Does climate change affect coronavirus spread?
We don’t have direct evidence that climate change is influencing the spread of COVID-19, but we do know that climate change alters how we relate to other species on Earth and that matters to our health and our risk for infections.
As the planet heats up, animals big and small, on land and in the sea, are headed to the poles to get out of the heat. That means animals are coming into contact with other animals they normally wouldn’t, and that creates an opportunity for pathogens to get into new hosts.
Many of the root causes of climate change also increase the risk of pandemics. Deforestation, which occurs mostly for agricultural purposes, is the largest cause of habitat loss worldwide. Loss of habitat forces animals to migrate and potentially contact other animals or people and share germs. Large livestock farms can also serve as a source for spillover of infections from animals to people.
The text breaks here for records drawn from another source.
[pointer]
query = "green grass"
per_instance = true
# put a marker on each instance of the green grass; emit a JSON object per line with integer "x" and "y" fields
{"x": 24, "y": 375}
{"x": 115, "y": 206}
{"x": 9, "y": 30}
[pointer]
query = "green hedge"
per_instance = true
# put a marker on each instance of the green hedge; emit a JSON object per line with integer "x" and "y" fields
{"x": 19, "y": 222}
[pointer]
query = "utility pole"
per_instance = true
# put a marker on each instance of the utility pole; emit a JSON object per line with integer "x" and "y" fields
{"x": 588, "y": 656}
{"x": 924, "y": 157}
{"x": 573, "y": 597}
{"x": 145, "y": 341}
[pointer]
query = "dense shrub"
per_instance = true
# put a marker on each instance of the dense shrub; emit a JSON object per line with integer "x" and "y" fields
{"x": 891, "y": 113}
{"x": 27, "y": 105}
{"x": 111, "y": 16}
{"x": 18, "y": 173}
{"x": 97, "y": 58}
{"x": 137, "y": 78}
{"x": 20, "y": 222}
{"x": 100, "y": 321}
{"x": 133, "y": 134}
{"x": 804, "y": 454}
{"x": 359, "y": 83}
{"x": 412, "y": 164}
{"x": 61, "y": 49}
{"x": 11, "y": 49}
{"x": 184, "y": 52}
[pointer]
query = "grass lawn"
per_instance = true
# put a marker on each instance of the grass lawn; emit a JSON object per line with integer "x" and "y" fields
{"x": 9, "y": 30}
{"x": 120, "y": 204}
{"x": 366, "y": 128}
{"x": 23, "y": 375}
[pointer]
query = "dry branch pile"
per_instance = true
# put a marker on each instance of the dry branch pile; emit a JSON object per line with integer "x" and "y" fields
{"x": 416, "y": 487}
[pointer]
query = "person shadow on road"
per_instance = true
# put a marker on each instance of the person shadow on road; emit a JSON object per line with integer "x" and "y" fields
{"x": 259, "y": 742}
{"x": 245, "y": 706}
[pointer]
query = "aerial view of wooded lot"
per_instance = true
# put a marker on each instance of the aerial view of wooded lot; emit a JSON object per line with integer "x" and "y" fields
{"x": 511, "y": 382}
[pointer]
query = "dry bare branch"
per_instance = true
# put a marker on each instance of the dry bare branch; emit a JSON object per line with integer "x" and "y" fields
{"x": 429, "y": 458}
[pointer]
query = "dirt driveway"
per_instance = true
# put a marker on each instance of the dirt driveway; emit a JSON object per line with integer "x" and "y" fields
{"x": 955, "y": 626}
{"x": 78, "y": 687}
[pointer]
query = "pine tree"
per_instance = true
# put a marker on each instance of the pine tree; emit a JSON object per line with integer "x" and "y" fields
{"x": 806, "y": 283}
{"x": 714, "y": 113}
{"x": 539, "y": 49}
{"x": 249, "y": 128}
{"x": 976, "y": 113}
Less demand for animal meat and more sustainable animal husbandry could decrease emerging infectious disease risk and lower greenhouse gas emissions.
We have many reasons to take climate action to improve our health and reducing risks for infectious disease emergence is one of them.
Climate change has already made conditions more favorable to the spread of some infectious diseases, including Lyme disease, waterborne diseases such as Vibrio parahaemolyticus which causes vomiting and diarrhea, and mosquito-borne diseases such as malaria and dengue fever. Future risks are not easy to foretell, but climate change hits hard on several fronts that matter to when and where pathogens appear, including temperature and rainfall patterns. To help limit the risk of infectious diseases, we should do all we can to vastly reduce greenhouse gas emissions and limit global warming to 1.5 degrees.